PR #1418 already drops the nodeports -- that's the only change to the service definition (name of each service remains the same: only change to your notes above is to use the servicename:8080 for each URL instead of localhost:nodeport...) In fact, testing-wise it would remain the same even if you happen to have nodeports around, so long as you're using servicename:8080 in the notebook.

planetf1 commented 5 years ago

understanding-cohorts:

As per above comment, the internal names are easier/more appropriate to use, so we now use: corePlatformURL = "http://lab-egeria-core-service:8080" dataLakePlatformURL = "http://lab-egeria-lake-service:8080" devPlatformURL = "http://lab-egeria-dev-service:8080"

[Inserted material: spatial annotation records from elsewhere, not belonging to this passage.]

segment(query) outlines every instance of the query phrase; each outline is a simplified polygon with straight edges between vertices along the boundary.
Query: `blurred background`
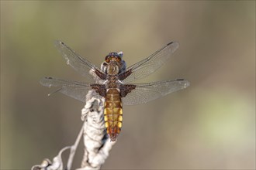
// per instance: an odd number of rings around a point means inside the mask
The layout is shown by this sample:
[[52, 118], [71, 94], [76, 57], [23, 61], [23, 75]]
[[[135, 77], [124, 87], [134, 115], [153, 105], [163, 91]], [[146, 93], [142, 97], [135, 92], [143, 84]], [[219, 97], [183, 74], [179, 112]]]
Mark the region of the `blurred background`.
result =
[[[179, 49], [150, 82], [187, 89], [124, 107], [106, 169], [255, 168], [255, 2], [1, 1], [1, 169], [29, 169], [74, 142], [84, 104], [39, 83], [86, 82], [54, 46], [99, 66], [123, 51], [128, 66], [171, 41]], [[80, 167], [81, 144], [74, 168]]]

planetf1 commented 5 years ago

I need stability in these charts for San Diego & use with other (remote) notebooks for k8s scenario so need to leave the PR on hold for now I think. Only a day prep left.

mandy-chessell commented 5 years ago

All of the OMASs are configured - although some are not available yet - this is deliberate - so that they are configured as soon as they are available.

There should always be an audit trail if some config is in place. Sounds like there is another problem with the environment as the config commands are failing.

Where the servers fail to start because no config is because the config failed - need to work out why

There will be 200 edge platforms - not just one so suggest do not add to base chart.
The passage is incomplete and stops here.